After a few hours, I cannot resist taking a peek and giving the mixture a stir but within about six or seven hours you will have a rich, creamy yoghurt with none of this messing around with thermometers etc.

It tastes really nice and is an essential ingredient for most curries, especially as a base for a spicy marinade.

Maybe I should do a video?

Josh said...

You really should do a video on this process. It sounds similar to the crock pot method I use, which I suppose it should, the idea being to get milk hot, but not too hot, and then add something that likes warm milk.

Many people have problems getting the consistency right, and I think your mix could give folks some confidence.
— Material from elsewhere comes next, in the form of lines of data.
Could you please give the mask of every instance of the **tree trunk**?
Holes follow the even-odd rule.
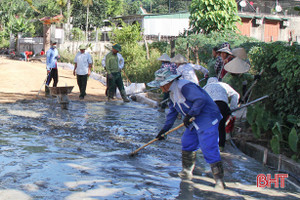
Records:
[[[68,19],[67,19],[67,28],[66,28],[66,37],[67,40],[70,39],[69,35],[70,35],[70,26],[71,26],[71,22],[70,22],[70,17],[71,17],[71,0],[68,0],[67,2],[67,13],[68,13]]]
[[[171,58],[173,58],[174,56],[175,56],[175,39],[174,38],[172,38],[171,39]]]
[[[86,28],[85,28],[85,39],[86,39],[86,41],[88,41],[89,10],[90,10],[90,5],[88,5],[87,8],[86,8]]]
[[[150,54],[149,54],[149,48],[148,48],[148,43],[147,43],[147,40],[146,40],[146,36],[144,35],[144,43],[145,43],[145,47],[146,47],[146,52],[147,52],[147,60],[150,59]]]
[[[44,50],[45,52],[48,51],[48,49],[50,48],[50,25],[47,25],[47,24],[44,24],[43,25],[43,38],[44,38],[44,44],[43,44],[43,47],[44,47]]]

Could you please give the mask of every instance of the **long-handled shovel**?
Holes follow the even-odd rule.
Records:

I don't use powdered milk (too expensive compared to our whole milk options), and I do end up with a tad runny yogurt, but we are okay with that.

The buttermilk I had sitting next to the wall heater (and later, the oven), became very, very thick; I think I made sour cream. It's been great for making American buttermilk biscuits.

Hippo said...

I'll need to get my brother to send me a cheap digital video camera from Germany. My video camera still uses tape...

Have you got a recipe for flat (pancake thickness) bread that I can use for wrapping doner kebabs? The usual stuff is unleavened made with flour, water and salt but I fancy something made with all this yoghurt we will be producing.

Guess the economics of this place are twisted. Powdered milk is way cheaper. We cannot get fresh milk here, just UHT in packets but having tried it both ways, I get a better result with the powdered milk. I would love to have a pint of milk straight from the chiller on a dairy farm...

Josh said...

Hippo, I would guess you could just replace the water w/ the yogurt, or a yogurt/water mix, if it's too thick. I make Indian fry bread with 1/2 wheat flour, 1/2 oat flour, and a pinch or so of baking powder. Buttermilk or yogurt can be used for the liquid. The ratio is usually about 1:3 liquid to flour. Add cinnamon, et. al., for different flavors. Fry in oil.

It won't wrap too well, though.

For flapjacks, you can't go wrong with Bob's Red Mill oatmeal pancakes:

Substitute yogurt for the milk, and if need-be, add a little water and a little baking soda into the yogurt first.